Interferon-gamma treatment in azole-resistant oropharyngeal candidiasis
17 December 2000. Related: Conference reports, Coinfections and complications, HIV 5th Glasgow 2000.
Simon Collins, HIV i-Base
Although C. albicans is one of the infections that generally quickly improve and resolve following the immune response after HAART, in patients whose HIV progresses due to a failing salvage regimen Candida can become a life threatening condition and azole resistant infection is an increasing clinical problem. This anecdotal report from the Gartnavel General Hospital in Glasgow, presented evidence of the successful use of interferon-gamma to treat azole resistant oropharyngeal candidiasis and advanced HIV disease.
The 31 year old HIV positive patient presented with recurrent oropharyngeal Candida albicans infection which was known to be clinically and microbiologically resistant to azole therapy (fluconazole MIC > 128 mg/l and itraconazole MIC > 16 mg/l). Previous episodes of C. albicans infection since his HIV diagnosis in 1992 had been treated successfully with courses of fluconazole, itraconazole and ketoconazole.
His CD4 count was 7 cells/mm3 (1%) and viral load was 48,000 copies/ml. He was highly antiretroviral experienced and at time of presentation was taking abacavir, 3TC and d4T. The patient refused therapy with intravenous amphotericin and therefore, interferon-gamma (1 mg sub-cutaneously three times weekly) was used to attempt to stimulate macrophage function (topical amphotericin and nystatin treatment was continued). Within 3 weeks of commencing this therapy there was a dramatic improvement in symptoms and signs of oropharyngeal candidiasis.

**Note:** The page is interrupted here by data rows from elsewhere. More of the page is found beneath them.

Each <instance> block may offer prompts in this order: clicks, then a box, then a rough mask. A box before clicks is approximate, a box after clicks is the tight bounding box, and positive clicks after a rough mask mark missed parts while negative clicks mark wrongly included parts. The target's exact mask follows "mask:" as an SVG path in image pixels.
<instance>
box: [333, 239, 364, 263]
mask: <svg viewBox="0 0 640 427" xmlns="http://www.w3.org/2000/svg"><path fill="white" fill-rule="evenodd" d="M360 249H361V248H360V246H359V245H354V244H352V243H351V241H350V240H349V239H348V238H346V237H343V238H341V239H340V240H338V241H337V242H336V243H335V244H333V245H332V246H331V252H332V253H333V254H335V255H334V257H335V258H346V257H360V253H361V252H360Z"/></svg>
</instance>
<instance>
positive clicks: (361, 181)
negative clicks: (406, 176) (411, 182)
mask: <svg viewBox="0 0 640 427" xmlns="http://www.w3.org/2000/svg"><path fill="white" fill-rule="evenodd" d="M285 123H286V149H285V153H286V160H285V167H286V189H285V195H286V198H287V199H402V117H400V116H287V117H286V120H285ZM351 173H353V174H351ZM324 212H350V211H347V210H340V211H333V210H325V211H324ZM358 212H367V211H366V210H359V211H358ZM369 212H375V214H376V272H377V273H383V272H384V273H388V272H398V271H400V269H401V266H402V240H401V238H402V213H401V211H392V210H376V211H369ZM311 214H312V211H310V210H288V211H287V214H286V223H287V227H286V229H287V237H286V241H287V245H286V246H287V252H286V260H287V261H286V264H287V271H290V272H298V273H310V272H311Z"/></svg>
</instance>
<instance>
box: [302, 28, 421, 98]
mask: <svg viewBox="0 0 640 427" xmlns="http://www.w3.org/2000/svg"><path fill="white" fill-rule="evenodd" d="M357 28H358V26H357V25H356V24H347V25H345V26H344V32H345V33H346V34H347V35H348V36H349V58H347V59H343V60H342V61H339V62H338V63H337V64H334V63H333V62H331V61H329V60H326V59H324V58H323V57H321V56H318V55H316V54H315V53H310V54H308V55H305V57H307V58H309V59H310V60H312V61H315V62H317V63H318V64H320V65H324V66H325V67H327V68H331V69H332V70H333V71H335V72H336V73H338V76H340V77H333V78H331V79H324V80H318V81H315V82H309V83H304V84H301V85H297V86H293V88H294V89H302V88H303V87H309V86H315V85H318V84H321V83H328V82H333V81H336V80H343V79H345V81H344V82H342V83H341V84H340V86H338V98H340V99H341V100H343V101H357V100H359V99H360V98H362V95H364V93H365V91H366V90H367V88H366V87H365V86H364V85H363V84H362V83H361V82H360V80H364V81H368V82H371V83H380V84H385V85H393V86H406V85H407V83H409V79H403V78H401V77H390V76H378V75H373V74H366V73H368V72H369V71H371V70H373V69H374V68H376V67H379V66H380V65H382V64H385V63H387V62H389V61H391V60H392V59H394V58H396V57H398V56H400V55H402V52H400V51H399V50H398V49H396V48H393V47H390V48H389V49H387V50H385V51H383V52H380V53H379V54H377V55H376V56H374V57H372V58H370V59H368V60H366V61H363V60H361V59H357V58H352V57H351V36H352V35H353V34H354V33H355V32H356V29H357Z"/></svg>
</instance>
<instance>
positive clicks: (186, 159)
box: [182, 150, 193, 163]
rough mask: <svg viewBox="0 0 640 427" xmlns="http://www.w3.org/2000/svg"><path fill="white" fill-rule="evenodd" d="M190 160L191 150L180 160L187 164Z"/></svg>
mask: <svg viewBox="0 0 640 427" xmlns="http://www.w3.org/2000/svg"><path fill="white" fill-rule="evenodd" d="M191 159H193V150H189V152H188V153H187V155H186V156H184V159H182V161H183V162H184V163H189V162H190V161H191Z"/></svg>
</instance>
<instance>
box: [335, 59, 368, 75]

After 4 months interferon-gamma was discontinued and within 4 days there was recurrence of his symptoms. Interferon-gamma treatment was therefore re-introduced successfully.
The mechanism for the antimicrobial effect of IFN-g suggested in this study included macrophage activation, stimulation of antigen presentation, regulation of leucocyte – endothelium interaction and effects on cell proliferation and apoptosis. IFN-g increases the production of reactive oxygen radicals which then increases the candidiacidal activity of granulocytes.
Reference:
Bodasing N, Seaton RA et al – Interferon-gamma in resistant oropharyngeal candidiasis in an HIV positive patient. Poster 383. 5th Intl Congress on Drug Therapy in HIV Infection, Glasgow. 22-26 October 2000.